Lei, che poi sono io, ha avuto una grande fortuna: di trovare un allievo ragazzino, ma che dentro ha tanti tesori da scoprire. E piano piano, mentre io scopro lui, lui cerca di imparare l’italiano. Partendo da un alfabeto completamente diverso e da zero lingue in comune: non è sempre un compito facile. Ma le mani, la mimica, i gesti e Google translator aiutano tantissimo. Io scopro un ragazzo che, come tanti altri, è scappato da una guerra ma ha la fortuna di avere parte della sua famiglia accanto. Un ragazzo che ama la musica e la poesia ed è innamorato dei versi del maggior poeta della sua terra. Che, come me, è un cultore del tè quello vero, e non della bustina che in tanti bar ti sbattono in una tazza di acqua calda. Che ama la cioccolata nera, il peperoncino e il mare, come me. Che ha una sensibilità rara, almeno secondo me che, non avendo né figli né nipoti, non frequento adolescenti.

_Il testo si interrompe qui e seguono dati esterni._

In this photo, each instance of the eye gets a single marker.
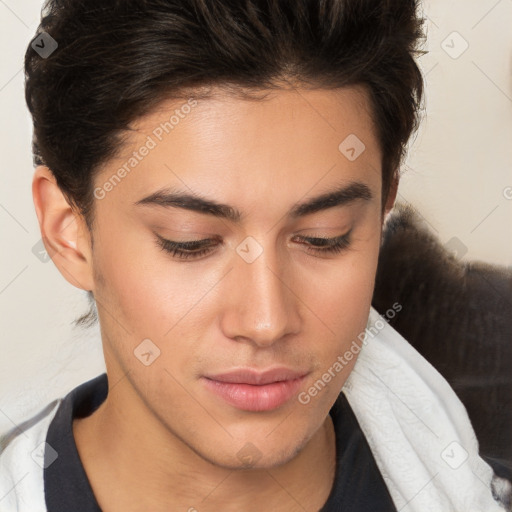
(188, 249)
(320, 245)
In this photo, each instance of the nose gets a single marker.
(262, 307)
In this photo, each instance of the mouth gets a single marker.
(256, 390)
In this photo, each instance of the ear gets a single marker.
(64, 232)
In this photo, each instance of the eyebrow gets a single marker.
(342, 196)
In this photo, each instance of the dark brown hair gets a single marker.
(116, 60)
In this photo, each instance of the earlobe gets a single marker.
(63, 230)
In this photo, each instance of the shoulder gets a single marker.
(24, 455)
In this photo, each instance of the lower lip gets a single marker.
(250, 397)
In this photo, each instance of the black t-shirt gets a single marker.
(358, 485)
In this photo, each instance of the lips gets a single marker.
(255, 390)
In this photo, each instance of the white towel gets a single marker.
(417, 428)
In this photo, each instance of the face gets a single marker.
(234, 262)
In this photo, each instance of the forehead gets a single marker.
(242, 150)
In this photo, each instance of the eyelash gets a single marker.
(197, 248)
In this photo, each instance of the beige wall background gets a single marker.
(458, 175)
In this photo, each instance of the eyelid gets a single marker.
(194, 249)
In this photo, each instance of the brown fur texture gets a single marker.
(458, 315)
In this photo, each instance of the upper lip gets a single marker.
(257, 377)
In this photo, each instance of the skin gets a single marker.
(161, 436)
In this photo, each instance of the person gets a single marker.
(216, 174)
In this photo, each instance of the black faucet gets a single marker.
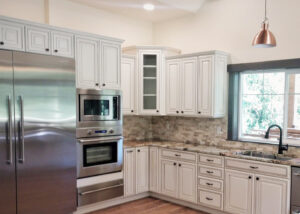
(281, 147)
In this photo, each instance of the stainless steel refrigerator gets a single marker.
(37, 134)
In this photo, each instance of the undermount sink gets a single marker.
(265, 155)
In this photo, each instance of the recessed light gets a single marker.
(149, 7)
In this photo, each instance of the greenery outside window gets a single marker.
(269, 97)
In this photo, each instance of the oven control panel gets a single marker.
(98, 131)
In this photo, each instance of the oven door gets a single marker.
(99, 108)
(98, 156)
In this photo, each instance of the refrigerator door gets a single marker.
(45, 128)
(7, 141)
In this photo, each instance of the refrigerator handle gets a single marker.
(9, 160)
(21, 132)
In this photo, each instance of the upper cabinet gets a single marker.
(128, 85)
(196, 84)
(11, 36)
(151, 77)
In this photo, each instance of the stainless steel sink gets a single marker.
(265, 155)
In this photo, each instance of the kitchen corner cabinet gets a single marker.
(136, 170)
(128, 85)
(181, 86)
(12, 36)
(151, 77)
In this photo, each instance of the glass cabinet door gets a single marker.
(150, 81)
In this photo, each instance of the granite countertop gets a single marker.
(212, 150)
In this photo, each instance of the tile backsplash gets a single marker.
(205, 131)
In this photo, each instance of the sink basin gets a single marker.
(265, 155)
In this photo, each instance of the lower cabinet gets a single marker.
(136, 170)
(247, 193)
(178, 180)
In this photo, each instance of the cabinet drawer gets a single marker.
(210, 172)
(210, 199)
(211, 160)
(183, 156)
(258, 167)
(211, 184)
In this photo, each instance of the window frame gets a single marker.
(287, 72)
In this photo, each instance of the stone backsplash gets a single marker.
(203, 131)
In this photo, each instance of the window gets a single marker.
(266, 98)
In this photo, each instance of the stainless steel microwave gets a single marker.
(99, 105)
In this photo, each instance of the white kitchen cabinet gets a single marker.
(128, 85)
(153, 169)
(169, 179)
(38, 40)
(271, 195)
(110, 65)
(187, 182)
(87, 55)
(142, 169)
(212, 85)
(238, 192)
(129, 172)
(12, 36)
(62, 44)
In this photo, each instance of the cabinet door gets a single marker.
(153, 183)
(129, 171)
(271, 195)
(187, 179)
(110, 65)
(142, 169)
(205, 78)
(189, 86)
(11, 36)
(62, 44)
(38, 40)
(87, 63)
(173, 89)
(149, 85)
(128, 85)
(238, 192)
(169, 184)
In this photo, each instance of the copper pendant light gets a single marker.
(265, 38)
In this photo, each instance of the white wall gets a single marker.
(230, 25)
(76, 16)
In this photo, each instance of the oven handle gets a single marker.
(98, 190)
(100, 139)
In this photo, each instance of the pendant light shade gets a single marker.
(265, 38)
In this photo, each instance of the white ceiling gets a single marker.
(164, 9)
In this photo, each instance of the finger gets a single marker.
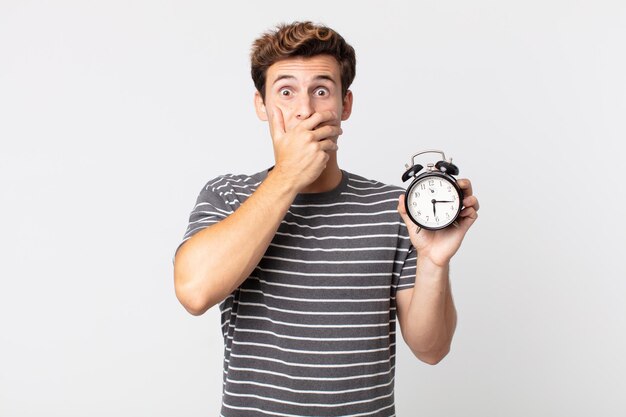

I miei studenti coperti di loghi erano per lo più laureati e comunque con obiettivi totalmente diversi. Sono due mesi che ci vediamo, lui ed io, due volte alla settimana, a parte qualche mia defaillance: sono caduta dagli sci e ho avuto un mal di pancia notturno, poi ci sono sempre stata. A volte sbaglia nella coniugazione e mette insieme il verbo essere e il verbo avere. Ma io penso: se mi sbattessero improvvisamente in Cina e non capissi né lingua né alfabeto, cosa farei? E con un sorriso soave, io che sono la dea dell’impazienza, spiego di nuovo e faccio esempi.
Siamo andati alla Pinacoteca di Brera, qualche settimana fa, ed è stato bellissimo vedere il suo interesse e il non saper dove guardare, sopraffatto da troppi stimoli. Alla fine della visita ha deciso di tornare indietro a rivedere un Picasso e il Cristo Morto del Mantegna che, ahimè per le mie gambe, era all’inizio delle 38 sale. Mi ha detto che è rimasto impressionato dal silenzio con cui tutti guardavano quadri e sculture. Lui sorride poco, ma quel giorno, alla fine, aveva un sorriso largo. Una volta abbiamo parlato delle nostre cicatrici: io mi sono rotta l’osso del collo in un incidente e lui ha fatto un numero imprecisato di cadute dalle scale e dalla bicicletta di cui porta piccoli segni sulla testa, le braccia, le mani.
Ieri siamo andati in una piccola sala da tè, con una lista di otto pagine: lui con piglio sicuro ha scelto un tè nero cinese, io un tè nero aromatizzato con pezzetti di mandorle e boccioli di rosa e mi sono concessa anche una crostata vegana con marmellata di albicocche e lavanda. Lui è stato inflessibile: “Dolce no”. Nell’uso di burro, panna e olio i nostri gusti divergono, ma nessuno è perfetto. A ogni lezione lui, a fatica, si fissa in mente coniugazioni ed eccezioni, sostantivi maschili che finiscono con la “e” e con la “a”, mille sfumature di una lingua difficile come l’italiano. Ogni volta io, a fatica, scopro un suo sogno di ragazzo, piccolo o grande che sia. E ricomincio a vivere.